Grant's Getaways - Klamath Lake Canoe

by Grant McOmie

Bio | Email | Follow: @KGWNews

kgw.com

Posted on June 28, 2010 at 1:39 PM

Updated Tuesday, Oct 29 at 6:09 PM

In the vast Klamath Lake basin, summer mornings arrive on brilliant sunshine and a soft, cool high desert breeze.



A place where wide timeless vistas allow your mind and imagination to wander among mountains, grassy meadows, broad lakes and ponds into rich mysterious marshlands.

You don’t need to be an experienced birder to enjoy Klamath Marsh music when you join Darren Roe of ROE Outfitters.

We recently joined Darren, his wife Jen and their friend Melody Warner on the Upper Klamath Wildlife Refuge.



As we loaded our gear into dry bags and prepped for a morning of paddling at the Malone Springs boat launch, Darren noted: “It is amazing to folks that come here for the first time and they always want to know – why aren’t there more people here?”



It was an intriguing question as we left the pavement far behind to discover an enchanting world that was all ours to explore.



The Upper Klamath Wildlife Refuge Canoe Trail extends more than nine miles and that takes you into the heart of a freshwater marsh on the north end of Klamath Lake

“It is splendid and scenic with just a ton of wildlife species,” said Roe. “This waterway is mostly fed by freshwater springs in the marsh that help to create these waterways – they actually well up out of the ground.”



“And it’s a friendly place to paddle too,” added Jenifer Roe. “There aren’t a ton of tough turns, you don’t need to be an expert paddler.
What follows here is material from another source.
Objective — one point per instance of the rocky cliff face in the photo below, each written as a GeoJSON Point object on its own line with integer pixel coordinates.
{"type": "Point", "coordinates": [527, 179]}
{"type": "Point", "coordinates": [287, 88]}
It’s really friendly to someone that’s just beginning to paddle a canoe.”

The braid work of channels that make up the Canoe Trail are defined by bulrushes and cattails and plants called “Wocus” that are always at your side.



The marsh is home to hundreds of wildlife species – especially bird life – from small red wing blackbirds that flit from branch to branch in an endless parade of feeding activity to the large and dramatic White Pelicans.



The big birds arrive at Klamath Lake on 9-foot wingspans from as far away as Baja and will summer in the Klamath Basin’s nesting and brooding wetlands.

“Typically we see them flying across the lake and occasionally you’ll see a group actually fishing for the perch.”

Unlike the more common California Brown Pelicans that spend summer months in the Pacific Northwest, White Pelicans actually “tip” to feed and do not dive to capture their prey.



They also work as a unit, a group that will circle the fish and then tip over to feed.

Over 4,000 square miles of south-central Oregon and northern California’s water natural drainage is stored across the Klamath Wildlife Refuge.



While only a fraction of historic wetlands remain today, Darren Roe noted that the Canoe Trail allows the visitor a close-up view into a wonderfully rich and diverse world that is also soothing and peaceful.
 
“There are so many different mini-eco-systems in the basin; you will go from crystal clear spring creeks out in the lake where the water bubbles up out of the ground. It is very unique – hard to find all of those things wrapped up in one place.”



It is a place where ducks, geese and shorebirds rest and probe muck of the marshes. The abundance of varied bird life includes Oregon’s largest concentration of nesting bald eagles.

Diverse habitats, varied wildlife within a refuge system where 80 percent of all Pacific waterfowl are funneled.



Jenifer Roe added that the Upper Klamath Lake’s protected Canoe Trail allows a closer visit that’s filled with surprises!



“Make sure you take enough time off so that you can really enjoy it. Once you get here and experience the canoeing, kayaking and fishing, the disappointment is going to be that they couldn’t get it all done in one trip.”